In 1961, he collaborated with Charles Eames on a series of animated short films about mathematics for the exhibition at the California Museum of Science and Industry in Los Angeles. He later worked and with Eames on his 1966 timeline of mathematics entitled Men of Modern Mathematics which was printed and distributed by IBM. In that same year, notable and unusual is the physically motivated discussion of the functions of vector calculus in his book with Ivan Sokolnikoff, Mathematics of Physics and Modern Engineering (1966). Eleven years later, his paper An explicitly solvable optimization task (1977) was the source for what is now the Redheffer matrix and was also a notable mathematical achievement.

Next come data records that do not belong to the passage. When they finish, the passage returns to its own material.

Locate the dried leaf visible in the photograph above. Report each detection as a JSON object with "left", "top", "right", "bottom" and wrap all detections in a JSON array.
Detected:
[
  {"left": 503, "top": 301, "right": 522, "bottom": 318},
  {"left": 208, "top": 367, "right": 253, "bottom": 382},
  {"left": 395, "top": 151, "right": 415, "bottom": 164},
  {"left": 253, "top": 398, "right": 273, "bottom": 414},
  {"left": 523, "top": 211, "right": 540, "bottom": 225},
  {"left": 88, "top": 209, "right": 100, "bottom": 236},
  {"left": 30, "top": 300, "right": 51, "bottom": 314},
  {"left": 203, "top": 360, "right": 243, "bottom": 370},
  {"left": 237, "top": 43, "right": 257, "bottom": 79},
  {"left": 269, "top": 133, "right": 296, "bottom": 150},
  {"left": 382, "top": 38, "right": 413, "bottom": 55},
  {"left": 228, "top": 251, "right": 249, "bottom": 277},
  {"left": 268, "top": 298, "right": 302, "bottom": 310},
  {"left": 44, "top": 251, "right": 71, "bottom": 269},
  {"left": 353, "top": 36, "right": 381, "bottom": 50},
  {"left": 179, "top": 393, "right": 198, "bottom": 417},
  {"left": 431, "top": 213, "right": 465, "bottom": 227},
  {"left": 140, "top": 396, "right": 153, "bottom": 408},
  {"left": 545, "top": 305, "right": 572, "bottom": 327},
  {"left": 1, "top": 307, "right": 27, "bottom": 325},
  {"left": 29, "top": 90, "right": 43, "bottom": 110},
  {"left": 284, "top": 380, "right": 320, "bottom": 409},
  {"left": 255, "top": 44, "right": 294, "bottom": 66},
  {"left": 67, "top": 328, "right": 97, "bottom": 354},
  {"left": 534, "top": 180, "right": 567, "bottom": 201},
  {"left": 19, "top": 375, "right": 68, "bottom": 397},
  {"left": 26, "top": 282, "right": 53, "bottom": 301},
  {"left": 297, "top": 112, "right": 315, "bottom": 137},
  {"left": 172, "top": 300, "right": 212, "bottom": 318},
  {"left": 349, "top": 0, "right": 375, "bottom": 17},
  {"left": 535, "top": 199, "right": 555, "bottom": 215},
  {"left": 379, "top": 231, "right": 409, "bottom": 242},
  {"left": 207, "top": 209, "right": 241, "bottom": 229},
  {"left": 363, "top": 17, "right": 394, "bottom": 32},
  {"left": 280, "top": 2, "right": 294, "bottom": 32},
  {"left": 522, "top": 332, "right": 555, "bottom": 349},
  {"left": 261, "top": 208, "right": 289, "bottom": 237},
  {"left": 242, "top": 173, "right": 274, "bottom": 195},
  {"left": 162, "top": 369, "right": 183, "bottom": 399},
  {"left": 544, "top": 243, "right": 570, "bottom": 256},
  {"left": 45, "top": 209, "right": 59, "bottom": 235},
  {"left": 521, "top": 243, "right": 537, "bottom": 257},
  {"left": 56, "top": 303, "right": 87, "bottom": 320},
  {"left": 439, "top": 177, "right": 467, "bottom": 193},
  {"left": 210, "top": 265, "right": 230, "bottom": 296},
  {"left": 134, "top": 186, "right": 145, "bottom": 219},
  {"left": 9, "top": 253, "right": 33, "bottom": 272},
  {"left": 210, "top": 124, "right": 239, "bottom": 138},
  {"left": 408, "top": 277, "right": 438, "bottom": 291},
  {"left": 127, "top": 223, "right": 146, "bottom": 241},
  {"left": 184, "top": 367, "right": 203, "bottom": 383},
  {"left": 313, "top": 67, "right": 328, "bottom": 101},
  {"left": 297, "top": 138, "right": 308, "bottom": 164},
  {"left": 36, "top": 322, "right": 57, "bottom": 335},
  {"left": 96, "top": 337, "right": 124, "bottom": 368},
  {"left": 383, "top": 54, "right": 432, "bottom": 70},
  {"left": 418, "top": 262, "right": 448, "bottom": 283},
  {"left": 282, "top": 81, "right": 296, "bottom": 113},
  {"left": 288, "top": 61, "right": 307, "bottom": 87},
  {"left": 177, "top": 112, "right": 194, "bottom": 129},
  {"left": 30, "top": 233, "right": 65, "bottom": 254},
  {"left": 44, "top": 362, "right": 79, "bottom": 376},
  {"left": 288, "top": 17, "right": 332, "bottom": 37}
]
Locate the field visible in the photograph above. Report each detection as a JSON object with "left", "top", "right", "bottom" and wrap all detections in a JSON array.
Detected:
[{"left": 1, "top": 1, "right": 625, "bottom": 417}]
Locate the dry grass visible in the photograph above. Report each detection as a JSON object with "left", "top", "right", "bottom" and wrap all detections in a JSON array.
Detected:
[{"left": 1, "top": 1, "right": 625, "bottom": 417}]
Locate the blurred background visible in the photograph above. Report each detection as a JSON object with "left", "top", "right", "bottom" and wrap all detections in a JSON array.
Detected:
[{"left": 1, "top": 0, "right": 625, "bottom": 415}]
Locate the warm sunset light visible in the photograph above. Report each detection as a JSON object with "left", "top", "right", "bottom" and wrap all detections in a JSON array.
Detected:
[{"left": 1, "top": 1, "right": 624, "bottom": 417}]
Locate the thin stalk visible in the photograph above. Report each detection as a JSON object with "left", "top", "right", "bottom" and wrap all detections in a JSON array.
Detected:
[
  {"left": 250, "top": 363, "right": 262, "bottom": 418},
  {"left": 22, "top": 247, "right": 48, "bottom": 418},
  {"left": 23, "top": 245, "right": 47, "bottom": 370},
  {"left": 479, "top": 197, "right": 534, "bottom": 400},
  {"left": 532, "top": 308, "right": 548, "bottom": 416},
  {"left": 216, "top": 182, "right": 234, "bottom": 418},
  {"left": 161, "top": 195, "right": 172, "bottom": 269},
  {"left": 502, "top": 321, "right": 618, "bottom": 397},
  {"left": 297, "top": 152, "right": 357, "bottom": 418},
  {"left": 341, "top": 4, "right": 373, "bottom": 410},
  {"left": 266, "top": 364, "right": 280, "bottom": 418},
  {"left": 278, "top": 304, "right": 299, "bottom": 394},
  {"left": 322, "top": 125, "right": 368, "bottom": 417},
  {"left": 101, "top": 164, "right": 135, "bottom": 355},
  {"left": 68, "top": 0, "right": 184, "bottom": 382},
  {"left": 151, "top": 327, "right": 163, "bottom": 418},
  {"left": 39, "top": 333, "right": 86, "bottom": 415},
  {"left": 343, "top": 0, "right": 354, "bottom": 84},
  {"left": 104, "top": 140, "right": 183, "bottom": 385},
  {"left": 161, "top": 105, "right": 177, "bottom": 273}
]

His teaching skills were acknowledged 6 decades later by one of his students. He taught for 55 years at the University of California, Los Angeles, writing more than 200 research papers, ranging from microwave analysis and dielectric constants, and three textbooks. He may have invented a version of Nim with electronic components.

== Recognition ==

- UCLA Distinguished Teaching Award (1969).

==Books==
- Sokolnikoff, Ivan Stephen (1966). "Mathematics of Physics and Modern Engineering"
- Levinson, Norman (1970). "Complex Variables".
- Redheffer, Raymond M. (1991). "Differential equations : theory and applications".
- Redheffer, Raymond M. (1992). "Introduction to Differential Equations".

== Filmography ==
Films created by Redheffer and the Eames Office:

- Alpha (1972), 1 minute, 16 seconds stop-motion animated color film on algebraic expressions.
- Two Laws of Algebra: Distributive & Associative (1972), 4 minute animated film. Music by Laurindo Almeida.
- Exponents: A Study in Generalization (1972), a short animated film.